A lifelong spendthrift, Prince Hermann was heir presumptive to the duchy of Saxe-Weimar-Eisenach until his disinheritance on 2 August 1909. The ducal family forced him to renounce his rights of succession to the Saxe-Weimar-Eisenach throne, as well as his royal status, title and prerogatives, granting him a lesser, noble title, Count von Ostheim, along with a small allowance on the grounds that he stay out of the duchy. Herman was not the only member of his family to have a bad reputation; his father Prince William as well as their cousin Prince Bernhard were all viewed with displeasure, so much so, that the still-living Prince William had been overlooked concerning the duchy's succession. Hermann had a younger brother, Prince Albert, who took up his position as next-in-line to the duchy. Hermann was also driven out of the German army "for all sorts of unsavory scrapes", as he was wanted in both England and Austria for debts, and for being a "common swindler". His Austrian arrest warrant was issued soon after his younger sister Princess Sophie of Saxe-Weimar-Eisenach was denied permission to enter into a morganatic marriage; she committed suicide soon after, on 18 September 1913.

In 1921 Count Hermann claimed in a lawsuit with Grand Duke William Ernest that he and his mother were induced by a ruse and told that he would be forcibly expelled from Paris unless he agreed to travel from there to Germany; instead Hermann was confined in an insane asylum. He was only freed after signing documents renouncing all claims to Saxe-Weimar-Eisenach and assuming the style Count von Ostheim. Hermann went on to claim that the Grand Duke was guilty of usury, as he was lent certain sums of money to pay off his debts in exchange for renouncing 48,000 marks appanage in favor of William Ernest. During that time, the German government had been completing negotiations for a settlement on the former royal family (their titles had been abolished in 1918); thus had Hermann not been disinherited, he would have stood to inherit quite a large bit of money.

==Marriage==
Before he became disinherited, Prince Hermann desired to marry Princess Marie Bonaparte, a great heiress; he might have succeeded but for his unsavory reputation. Though there was a chance he would succeed to the Grand Ducal throne, Marie's father disliked Hermann for possessing an "evil" reputation, and consequently allowed her instead to marry Prince George of Greece and Denmark. Before her refusal, however, Hermann was able to obtain a great deal of money, as it was assumed he would soon have a great deal of wealth to spend; when it became clear there was to be no marriage, a "crash" came. It was these money troubles, along with other problems, that led to his disinheritance.

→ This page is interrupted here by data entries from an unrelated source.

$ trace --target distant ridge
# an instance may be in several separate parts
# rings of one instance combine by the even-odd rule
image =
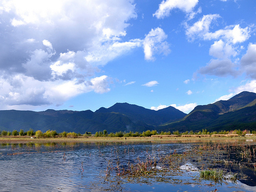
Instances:
[[[186,114],[173,108],[154,111],[127,103],[117,103],[95,112],[90,110],[47,110],[36,112],[28,111],[0,111],[0,130],[12,131],[29,129],[46,132],[56,130],[84,133],[107,130],[143,132],[155,129],[160,124],[173,122]]]
[[[127,116],[134,122],[143,121],[154,126],[170,121],[174,121],[183,118],[186,115],[173,106],[155,111],[127,103],[117,103],[109,108],[101,108],[95,111],[97,113],[111,112]]]

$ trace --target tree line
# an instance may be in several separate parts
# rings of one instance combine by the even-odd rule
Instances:
[[[58,133],[55,130],[48,130],[46,132],[43,133],[40,130],[34,132],[32,129],[30,129],[27,132],[24,132],[23,130],[20,129],[19,132],[17,130],[13,130],[12,132],[6,131],[5,130],[0,130],[0,136],[34,136],[38,138],[49,138],[54,137],[67,137],[67,138],[77,138],[78,137],[83,136],[88,137],[93,136],[95,137],[151,137],[152,135],[176,135],[177,136],[181,136],[182,135],[213,135],[213,134],[238,134],[240,136],[244,136],[247,134],[256,134],[255,131],[249,131],[245,130],[241,131],[241,130],[235,130],[233,131],[221,131],[219,132],[214,131],[210,132],[206,129],[203,129],[202,131],[199,132],[194,132],[190,131],[190,132],[186,131],[184,132],[180,132],[179,131],[175,131],[172,133],[169,132],[161,131],[160,132],[156,130],[147,130],[144,131],[142,133],[139,132],[133,132],[130,131],[128,133],[122,131],[116,132],[115,133],[108,133],[106,130],[103,131],[96,132],[94,135],[92,135],[91,132],[86,132],[83,134],[81,134],[80,133],[76,133],[75,132],[66,132],[63,131],[61,133]]]
[[[53,137],[67,137],[67,138],[77,138],[78,136],[83,136],[84,137],[86,136],[90,136],[92,135],[92,133],[91,132],[86,132],[84,134],[82,135],[79,133],[76,133],[75,132],[66,132],[63,131],[63,132],[58,133],[55,130],[48,130],[46,132],[43,133],[40,130],[36,131],[34,132],[34,130],[32,129],[30,129],[29,131],[25,132],[22,129],[20,129],[19,132],[18,132],[17,130],[13,130],[12,132],[10,131],[6,131],[5,130],[2,131],[0,130],[0,135],[2,136],[28,136],[31,137],[35,137],[38,138],[53,138]]]

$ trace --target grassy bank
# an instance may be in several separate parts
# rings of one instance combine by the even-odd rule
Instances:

Despite being disinherited, Hermann openly boasted he would travel to the United States in search of a wealthy wife, and then return to Germany and pay off his debts within a year; all this was said while staying in Zurich awaiting funds from his family. Instead, Hermann, now Count von Ostheim, morganatically married Wanda Paola Lottero, an Italian stage actress, on 5 September 1909 in London. She was the daughter of Gian Baptiste Lottero and his wife, Emilia di Montarana, dei Baroni Sarchi, member of a minor Italian nobility. They visited the United States on several occasions. They were divorced two years later, on 22 June 1911 after Wanda grew tired of supporting him with her earnings and divorced him on the grounds of financial "non-support", "cruelty", and "infidelity". Wanda later gained notoriety for having a short-lived affair with King Konstantínos I of the Hellenes in 1912.

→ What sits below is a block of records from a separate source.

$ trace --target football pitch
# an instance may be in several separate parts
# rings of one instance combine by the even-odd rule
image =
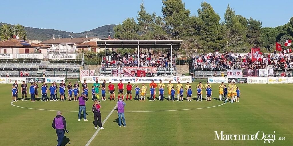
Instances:
[[[204,81],[202,81],[204,85]],[[67,85],[68,82],[66,84]],[[240,102],[232,104],[229,101],[224,104],[224,102],[217,100],[219,84],[211,84],[212,102],[205,101],[205,90],[202,102],[196,101],[195,100],[197,98],[195,86],[198,84],[196,81],[191,84],[193,93],[192,102],[186,100],[183,102],[168,101],[166,84],[165,84],[164,101],[158,101],[157,94],[155,101],[149,101],[146,99],[144,102],[134,101],[134,89],[136,84],[133,86],[132,84],[132,100],[125,100],[127,127],[118,126],[117,111],[113,110],[117,99],[115,101],[107,99],[101,102],[102,122],[105,129],[98,132],[94,129],[93,123],[93,116],[91,110],[93,102],[89,95],[89,100],[86,102],[88,121],[84,121],[83,118],[78,121],[78,102],[67,100],[41,102],[40,100],[34,102],[30,100],[22,102],[19,100],[21,97],[20,93],[18,101],[12,103],[12,84],[0,84],[0,145],[55,145],[57,136],[51,125],[58,110],[62,111],[62,115],[67,122],[67,129],[69,131],[65,133],[62,145],[86,145],[91,139],[92,140],[88,145],[293,145],[293,84],[238,84],[237,85],[242,94]],[[29,87],[30,84],[28,84]],[[20,87],[21,84],[19,84]],[[88,85],[91,87],[92,84]],[[141,84],[138,85],[140,88]],[[149,85],[146,84],[148,87]],[[115,85],[117,97],[118,90],[117,84]],[[124,84],[125,94],[126,85]],[[39,87],[41,85],[39,84]],[[183,85],[185,99],[185,84]],[[40,89],[38,91],[40,94]],[[148,98],[149,88],[147,91],[146,97]],[[106,93],[108,98],[108,91]],[[28,95],[28,97],[30,96]],[[177,95],[175,97],[177,100]],[[264,137],[266,136],[264,135],[275,135],[275,140],[270,141],[271,144],[265,143],[268,142],[265,140],[265,138],[257,140],[221,140],[219,135],[221,131],[223,131],[223,135],[252,135],[259,131],[263,132]],[[219,135],[219,139],[215,131]],[[93,137],[97,133],[95,137]],[[258,134],[258,138],[262,139],[263,133]],[[279,140],[284,137],[285,140]]]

On 4 August 1918, Hermann married secondly to Suzanne Aagot Midling at Heidelberg. They had one surviving child before her death on 16 October 1931:
- Alexander Kyrill Graf von Ostheim (born 7 August 1922); he died unmarried in Stockholm on 28 March 1943

On 16 November 1932, Hermann's engagement with Isabel Neilson, daughter of former British MP and prominent actor and author Francis Neilson, was announced. Hermann and Isabel were married civilly and religiously in Paris on 28 November 1932. A small family luncheon accompanied the wedding; afterwards, the couple honeymooned to Spain and North Africa. They had no children.

Hermann died in London on 6 June 1964 at the age of 78.